For through the Spirit, by faith, we await the hope of righteousness.  For in Christ Jesus, neither circumcision nor uncircumcision counts for anything, but only faith working through love. (Gal. 5:5-6) 

     He adjures them again to not be misled by his opponents, upon whom he wishes a more specific fate than that of “being accursed” as he stated at the outset: “Would that those who are upsetting you might also castrate themselves!” (Gal. 5:12)

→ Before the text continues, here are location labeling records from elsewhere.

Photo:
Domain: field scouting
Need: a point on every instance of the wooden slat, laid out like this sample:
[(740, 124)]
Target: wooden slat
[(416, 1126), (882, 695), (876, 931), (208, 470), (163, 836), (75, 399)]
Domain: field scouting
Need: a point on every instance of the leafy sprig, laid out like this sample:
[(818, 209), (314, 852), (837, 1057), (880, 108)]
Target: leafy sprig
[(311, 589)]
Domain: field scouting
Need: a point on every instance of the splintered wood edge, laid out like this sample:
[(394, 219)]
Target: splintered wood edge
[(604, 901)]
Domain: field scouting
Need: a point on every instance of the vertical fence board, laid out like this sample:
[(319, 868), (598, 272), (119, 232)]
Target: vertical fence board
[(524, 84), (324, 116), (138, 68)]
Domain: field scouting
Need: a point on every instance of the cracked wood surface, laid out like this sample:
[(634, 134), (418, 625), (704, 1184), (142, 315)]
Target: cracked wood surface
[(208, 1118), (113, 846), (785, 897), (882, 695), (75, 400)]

     Paul then urges them to use the freedom that Christ has won for them and that he has brought to them to live by the Spirit and to not think of this freedom as license to indulge the passions of the flesh, but rather as freedom from such desires:
 
Now those who belong to Christ [Jesus] have crucified their flesh with its passions and desires.  If we live in the Spirit, let us also follow the Spirit.  Let us not be conceited, provoking one another, envious of one another.
(Gal. 5:25-26)

     Life in Christ is life in community, and Paul teaches that the Galatians should bear each other’s burdens so that, in the end, each will be able to bear his own load.  He ends this call to community with words that have been, with good reason, the subject of sermons too numerous to count:

Make no mistake: God is not mocked, for a person will reap only what he sows, because the one who sows for his flesh will reap corruption from the flesh, but the one who sows for the spirit will reap eternal life from the spirit.   Let us not grow tired of doing good, for in due time we shall reap our harvest, if we do not give up.  So then, while we have the opportunity, let us do good to all, but especially to those that belong to the family of faith. (Gal. 6:7-10)

      Paul’s final conclusion, written in his own hand, is merely a quick summation of the circumcision argument as detailed above with a blessing of peace and mercy to those who follow this rule and to the “Israel of God” (Gal. 6:16b), an intimation of the fullness of the adoption of this formerly pagan people into the family of God.  A remark that most surely would have Paul’s Judaizing opponents renting their garments and lamenting such a thing as blasphemy, yet it provides final confirmation of Paul’s contention that through Christ one has more claim to God’s family than would result from circumcision.  This would be lost on neither the Galatians nor his opponents.

     Finally, Paul closes with this remarkable statement: “From now on, let no one make troubles for me; for I bear the marks of Jesus on my body.” (Gal 6:17)  The “marks of Jesus,” which we know as stigmata, originates with the practice of branding slaves.  Devotees of pagan gods were often marked in this way.  Paul’s implication here is that rather than circumcision, it is the scars of his apostolic labors, the result of stonings, floggings and other abuses, that marks him as Christ’s.  His teaching has now come full circle to make the point that the truth is the opposite of that supposed by the renegade Galatians:  Circumcision is not the mark of a free citizen of Israel but the scar of slavery to the law.  True freedom is found only in slavery to Christ, and until one bears this brand he makes no trouble for Paul.